I think a lot about Carter's future. Obviously, because I am her mother, love her more than I ever thought humanly possible and would do absolutely anything to protect her. Recently, I've been thinking about the possibility of her being an alcoholic and wonder how I will eventually approach the subject with her. When is it the right time to talk about alcohol and how do you introduce the idea that she may be biologically predisposed to it? It scares me because I don't want her to experience even one percent of what I went through but I also believe everyone walks their own path in this world. Her spirit is intoxicating and it's impossible to imagine that anything could ever dim her light but alcohol is deceptive and doesn't discriminate. I realize it sounds crazy because she just turned one but our family tree is riddled with alcoholism, and it would be unreasonable to ignore that there is a possibility that it is, in fact, part of her DNA. I know there are a lot of people who believe alcoholism isn't a genetic disease - I am not one of them. Seeing that I am neither a doctor or scientist, this makes me incapable of debating with any real certainty, but my family history serves as a good frame of reference for me. So, for argument's sake let's say Carter is biologically predisposed to it. This means someday she'll have to make decisions concerning her relationship to alcohol. I don't know, maybe it will be easy for her, or maybe she'll be so cool she'll laugh at it - that would be awesome and I hope to hell that happens. There is some sense of comfort in knowing that there is a reasonable chance that by me not drinking it will somehow have some positive subconscious effect on her. Fingers crossed.
If I look back at my education concerning alcohol you could make a strong case for the nurture argument or lack there of. I grew up in a house with a tremendous amount of chaos and being the youngest of six meant that by the time I came along, there wasn't a whole lot of discipline happening. Plus, my mother was free spirited with her philosophy on raising children and believed rules needn't ever be applied. As a kid, it was great because it meant the door was open to everything, but it's also like that saying 'idle hands are the devil's workshop.' I lacked guidance and stability so I looked up to my brothers and sisters who were smoking, drinking, doing drugs and it all looked like fun.
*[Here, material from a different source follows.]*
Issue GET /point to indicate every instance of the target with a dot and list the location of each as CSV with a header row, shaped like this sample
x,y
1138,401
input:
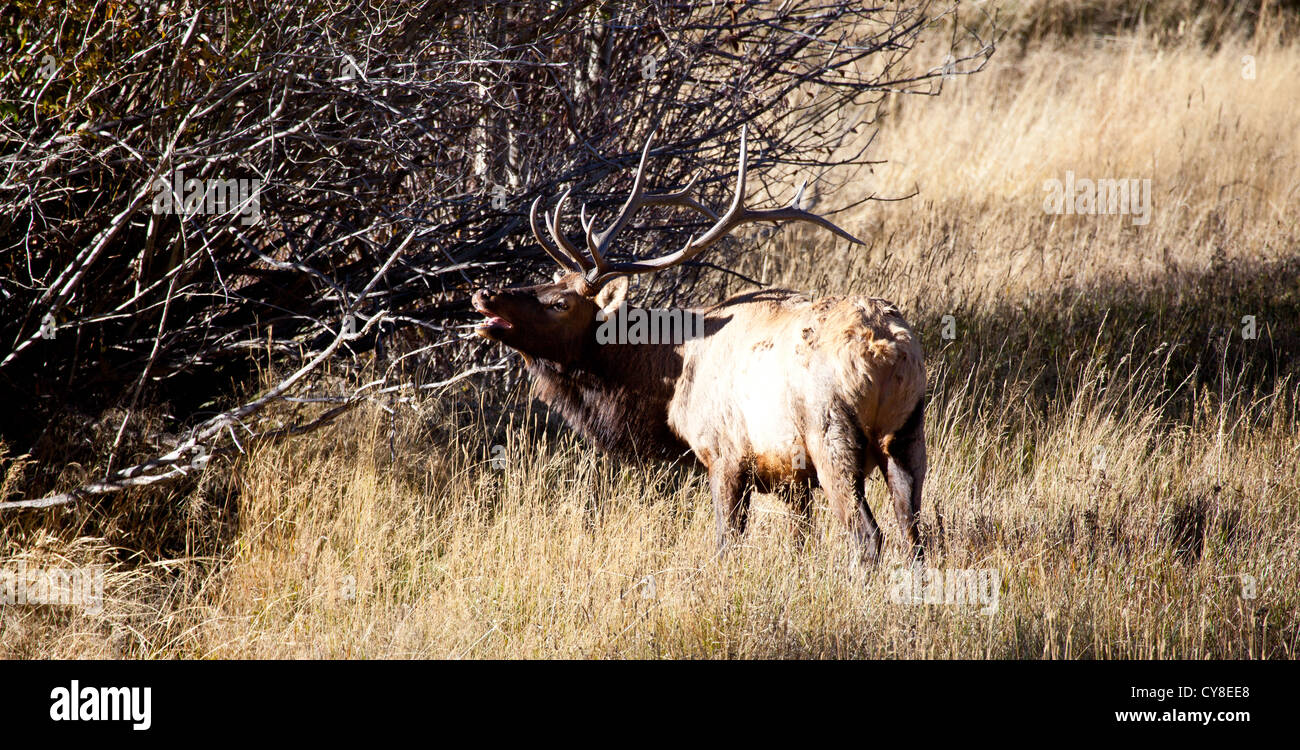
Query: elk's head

I remember in my fifth-grade health class they were teaching us about abstinence which to me seemed positively laughable. I was already seduced by alcohol because I had seen first hand its effects on my siblings. I knew that as soon as I was brave enough to drink, I was going to do it. Later that year I drank for the first time in a grassy field at my parent's friends annual Labor Day party. It was leftover beer that had been sitting in the sun all day, but I loved everything about it. I didn't care that it tasted disgusting because I felt so cool and knew immediately I wanted to do it again.
Who knows if an open dialogue about the consequences of drinking would have changed my outcome, but it probably wouldn't have hurt. I suppose my alcoholism is a mixture of both - I am a casualty of my family atmosphere and our genetic code. Hindsight twenty-twenty I'm sure my parents would agree with that too. What can I say? I'm an alcoholic helicopter mom thinking about all this, but when I sit with her at night, it's hard not to look at her little face and want to protect her from everything that may cause her pain.